1. ## Equivalence relation?

Reflexive: I'd say it's reflexive since x*x would stiil belong to the rational numbers, right?
But is it enough to just write that, or do I need to do something more?

Symmetric: Again I'd say it is symmetric because multiplication is commutative.
Is that enough? xD

Transitive: No idea, I'm so bad at transitive, so any help would be appreciated, thanks!
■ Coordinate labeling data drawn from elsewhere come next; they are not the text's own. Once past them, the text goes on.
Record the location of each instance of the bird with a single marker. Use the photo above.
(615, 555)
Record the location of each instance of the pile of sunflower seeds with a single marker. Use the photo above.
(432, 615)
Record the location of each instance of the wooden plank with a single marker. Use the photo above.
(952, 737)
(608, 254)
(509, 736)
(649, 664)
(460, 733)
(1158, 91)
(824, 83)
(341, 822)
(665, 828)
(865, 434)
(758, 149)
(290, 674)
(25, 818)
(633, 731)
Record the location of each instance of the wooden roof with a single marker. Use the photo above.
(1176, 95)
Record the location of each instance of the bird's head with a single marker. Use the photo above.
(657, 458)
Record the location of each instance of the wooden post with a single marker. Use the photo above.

2. Your idea for the reflexivity of the relation is good

$\displaystyle xTx = \{x\in\\Q$ ^ $\displaystyle {x^2}\in\\Q\}$

which is obvious if we let $\displaystyle x = a/b\rightarrow\\{x^2} = {a^2}/{b^2}$. which will be in Q

Symmetric:

$\displaystyle xTy = \{x\in\\Q$ ^ $\displaystyle {x*y}\in\\Q\}\rightarrow\{y\in\\Q$ ^ $\displaystyle {y*x}\in\\Q\} = yTx$

since multiplication in Q is communative, i.e., $\displaystyle xy = yx$.
If $\displaystyle x = a/b$ and $\displaystyle xy = c/d$, since both x and xy are rational then it follows there must be a y in Q such that $\displaystyle xy = {a/b}*{y}= c/d$. Apply the same argument but for x and you show $\displaystyle xTy = yTx$

Transitive:

if $\displaystyle xTy$ and $\displaystyle yTz$ then $\displaystyle xTz$

by $\displaystyle xTy$, we know x and xy are in Q, and by $\displaystyle yTz$ we know y and yz are in Q. So we want to know if xz is in Q. It follows if y and yz are in Q then z must be in Q, by the same argument for the Symmetric. So if x is in Q and z is in Q, then xz must be in Q.